Ananas comosus var. variegatus
Ananas comosus var. variegatus, la varietà ornamentale dell’ananas, è una pianta da interno resistente al caldo allegra e originale. Il suo aspetto — una rosetta di foglie rigide con bande giallo-verdi e sfumature rosate lungo i margini, talvolta coronata da un piccolo ananas ornamentale centrale — colora l’ambiente trasformandolo in un angolo tropicale. Appartiene alla famiglia delle Bromeliaceae ed è originaria delle foreste del Brasile e della Colombia.

La temperatura ideale si colloca tra i 18 e i 29 °C. Come tutte le piante tropicali, ama il caldo costante e un buon livello di umidità ambientale. La soglia minima è intorno ai 16 °C: al di sotto, la crescita si blocca e il fogliame può iniziare a danneggiarsi. In estate, in appartamento non climatizzato, si adatta senza problemi e anzi cresce in modo vigoroso.
Non produce frutti commestibili in coltivazione domestica, il suo valore è ornamentale. Il momento più interessante è quello che precede la fioritura, quando il centro della rosetta può tingersi di rosa.

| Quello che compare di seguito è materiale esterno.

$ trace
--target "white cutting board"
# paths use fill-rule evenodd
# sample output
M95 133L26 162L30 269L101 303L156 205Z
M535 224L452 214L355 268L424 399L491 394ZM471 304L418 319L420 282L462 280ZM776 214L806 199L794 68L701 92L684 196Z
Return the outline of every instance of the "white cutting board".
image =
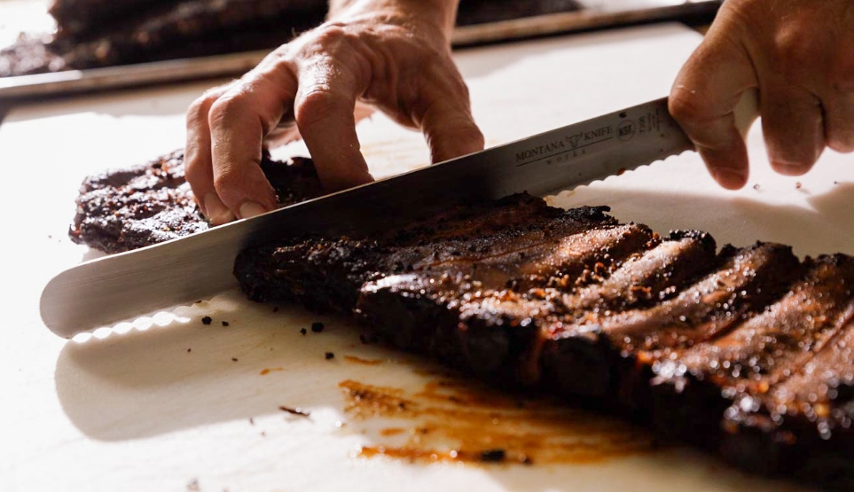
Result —
M699 42L683 27L660 25L457 58L476 119L495 144L666 95ZM139 330L125 324L123 334L103 340L66 342L51 334L38 317L41 288L94 256L67 237L79 183L182 145L184 109L206 85L45 103L14 111L0 126L0 490L800 490L685 449L533 466L355 456L358 446L385 438L371 430L376 422L344 411L339 383L417 391L435 376L415 357L359 344L347 321L297 308L273 313L239 293L153 323L138 320ZM378 176L427 162L420 136L384 117L359 130ZM754 176L741 191L717 188L687 153L558 201L608 204L623 221L660 231L703 229L722 243L777 240L799 254L854 254L850 159L828 153L807 176L784 178L768 171L757 129L750 139ZM286 152L298 153L299 145ZM205 315L214 318L210 326L200 323ZM324 333L299 333L317 319L326 324ZM335 359L325 360L326 351ZM347 355L386 362L354 363ZM265 369L274 371L262 375ZM304 408L311 419L280 405Z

La coltivazione richiede luce intensa ma indiretta e un’attenzione particolare all’acqua. Come per tutte le Bromeliaceae, si annaffia sia il substrato sia il “calice” centrale della rosetta, utilizzando acqua a temperatura ambiente e mai fredda. In estate si può concimare una volta al mese con un fertilizzante liquido molto diluito per piante esotiche.